Through the use of digital photography, Australian-born Peter Watson captures and distorts beams of city light, which blur into brightly colored woven abstraction.
With years of experience working with color theory in photo labs, Watson keenly delivers a pure optical vision, exploring each color’s vibration as it harmonizes within the composition. Watson thinks of light as a material. To him, it is a substance like paint to be moved around, manipulated, and stretched. Because of this, his work transcends the boundaries of photography, culminating into an emotively charged world of electronic utterances.
Through travel, Watson seeks just the right circumstances to frame and transmute into a unique photographic phenomenon. During his travels, the details within urban spaces speak most poignantly to him. A beam of neon dances off the side of a building, an orange-tinted windowpane emits an intriguing haze – these moments hang over him curiously, waiting to be transformed through his lens. Once translated, they result in an image that is both abstract and recognizable, while also poetic and purely sensational.

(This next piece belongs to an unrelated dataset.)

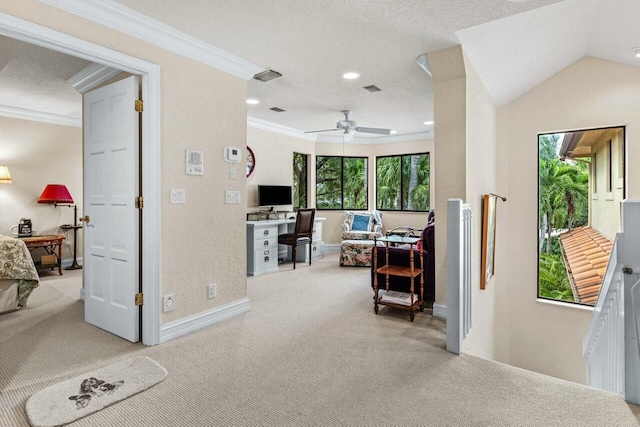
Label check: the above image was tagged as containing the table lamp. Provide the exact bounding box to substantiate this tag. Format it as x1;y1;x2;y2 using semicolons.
38;184;82;270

Exhibition Dates: June 10, 2014 – July 1, 2014
Reception: Thursday, June 12, 2014, 6:00pm – 8:00pm
Gallery Hours: Tues-Sat 11-6
Gallery Location: 530 West 25th St, Chelsea, New York
Event URL: http://www.agora-gallery.com/artistpage/Peter_Watson.aspx
Featured Artists:
Evolving Abstraction
Murielle Argoud | Yuka Chokai | AnnaMaria Critelli | David DuTremble | Samantha Emery | Hannah Greenberg | Lynn Izzard | Chris Langley | Neil Masterman | B.A Mintz | Dmitry Sostakovich | Eponine Saint Hillier | Fahim Somani | Antoinette Tontcheva | Peter Watson
About the Exhibition
In Evolving Abstraction, these artists reflect the beauty and complexity of the world they see through taking a step back and portraying them through the lens of artistic vision rather than with representational accuracy. Often experimental, the works are innovative in their quest to find the best tools and techniques to convey the idea that exists in the artist’s mind and share it with an audience hungry for a fresh perspective on what they see every day.